Hi my company is The Natural Landscape and I thought I would plant this seed in reference to available snow equipment. I own 19 3 yard loaders, 6 backhoes, 9 large frame skidsteers, 3 truck mounted snowblowers, 4 trucks with bodies up to 50 yards. I also have an extensive subcontractor network. If you or anyone you know can utilize this equipment for snow emergency please contact us @ 508-466-8246 or 855-HAULSNOW

Brian Lewis


----------



## IPLOWSNO (Oct 11, 2008)

I'll let my guys know we maybe going up!!


----------



## IPLOWSNO (Oct 11, 2008)

Can't get the loader there they want 6 grand too truck it there!!!


----------



## tbone (Oct 7, 2005)

Anyone have 19 loaders looking for subcontractors?

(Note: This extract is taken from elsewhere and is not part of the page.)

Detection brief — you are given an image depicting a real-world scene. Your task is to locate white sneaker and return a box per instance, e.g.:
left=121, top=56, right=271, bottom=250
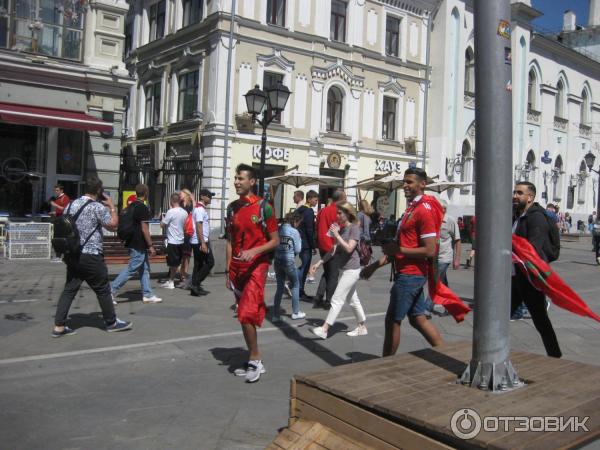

I doubt it, but this guy is? Beware


----------



## beanz27 (Dec 22, 2012)

Well that would have been interesting to read had it not been deleted.


----------



## Sawboy (Dec 18, 2005)

Yeah no kidding. The gauntlet was thrown, and answered! Did anyone see it before it got wiped? Nosey busy body here has to know!


----------



## maxwellp (Feb 16, 2013)

The OP invited the "Not So Happy" to settle things not online.


----------



## tbone (Oct 7, 2005)

This should be a lesson learned on my dollar for all you.If it sounds to good to be true it is.i was promised $225 a hour also travel time. I was never paid.I would like everyone on here to know my experience with this tool! Guantlet thrown.also he never called or respond to any of my phone calls or emails, until I started a post . typical .Don't be fooled.


----------



## The Natural Landscape (Sep 27, 2011)

Tom not everone gives in to a bully. This thread is about work for my equipment, so if you don't have any work for my equipment, I would like you to stop waisting my time. I have chosen to discuss your short comings on your post you just started only because you don't give up. If you want to get together that is fine, otherwise grow up.

Brian


----------



## tbone (Oct 7, 2005)

This should be a lesson learned on my dollar for all you.If it sounds to good to be true it is.i was promised $225 a hour also travel time. I was never paid.I would like everyone on here to know my experience with this tool! Guantlet thrown.also he never called or respond to any of my phone calls or emails, until I started a post . typical .Don't be fooled.


----------